Kamel Sajid al-Janabi (كامل ساجت الجنابي) was a General of the Iraqi Republican Guard. He was detained by the Iraqi government on 16 December 1998, the same day that Operation Desert Fox began, and was executed on 2 March 1999 as part of a larger crackdown on a group of over 20 senior Iraqi officials accused of planning a coup against the government.

==Career==
At the time of the First Battle of Al Faw Kamel was in command of the I Corps, having earlier commanded a division of the Republican Guard. Kamel was also Corps Commander for the 66th Special Forces Brigade.

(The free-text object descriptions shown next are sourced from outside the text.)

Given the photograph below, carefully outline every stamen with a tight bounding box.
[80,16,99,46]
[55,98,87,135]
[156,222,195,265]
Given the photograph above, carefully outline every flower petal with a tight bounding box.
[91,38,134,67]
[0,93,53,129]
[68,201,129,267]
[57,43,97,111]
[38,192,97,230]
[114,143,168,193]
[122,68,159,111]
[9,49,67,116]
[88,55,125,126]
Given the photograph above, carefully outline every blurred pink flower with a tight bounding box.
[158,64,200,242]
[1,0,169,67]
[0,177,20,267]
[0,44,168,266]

Kamel was described by Ra'ad al-Hamdani during the Iraqi Perspectives Project as a courageous and honest person, but not a particularly competent commander, who often shrugged responsibility. Despite his shortcomings and repeated failures he escaped punishment due to Saddam's admiration for him due to his representation of the physical fitness of the Iraqi Special Forces.

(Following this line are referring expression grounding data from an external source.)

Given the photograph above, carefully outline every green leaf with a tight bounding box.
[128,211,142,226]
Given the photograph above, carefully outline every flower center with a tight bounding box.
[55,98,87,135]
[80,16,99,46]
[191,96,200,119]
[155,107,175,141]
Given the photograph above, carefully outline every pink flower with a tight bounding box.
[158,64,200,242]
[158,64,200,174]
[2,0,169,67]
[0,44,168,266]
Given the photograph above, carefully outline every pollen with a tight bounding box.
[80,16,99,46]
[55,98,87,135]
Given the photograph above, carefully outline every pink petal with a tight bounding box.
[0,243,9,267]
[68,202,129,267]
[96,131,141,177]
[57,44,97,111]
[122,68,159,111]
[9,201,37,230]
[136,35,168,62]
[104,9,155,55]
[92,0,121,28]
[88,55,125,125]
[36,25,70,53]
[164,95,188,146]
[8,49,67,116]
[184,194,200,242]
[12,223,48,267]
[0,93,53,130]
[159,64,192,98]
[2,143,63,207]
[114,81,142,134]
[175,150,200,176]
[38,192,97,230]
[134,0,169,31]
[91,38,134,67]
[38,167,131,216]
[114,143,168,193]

He later became the governor for Muthanna Province, and also became deeply religious later in life, brought on in part by his intense feelings of guilt for his actions during the war.

==Family==
Kamel had several brothers, two of whom fled Iraq, and later began issuing statements critical of the Ba'athist government, exposing abuses committed against prisoners in Iraq. Their mother was detained following their flight to try and pressure the brothers to return, and was released in order to secure their return. When the brothers failed to return to Iraq their mother was tortured to death. His son reportedly joined al-Qaeda during the Iraq War.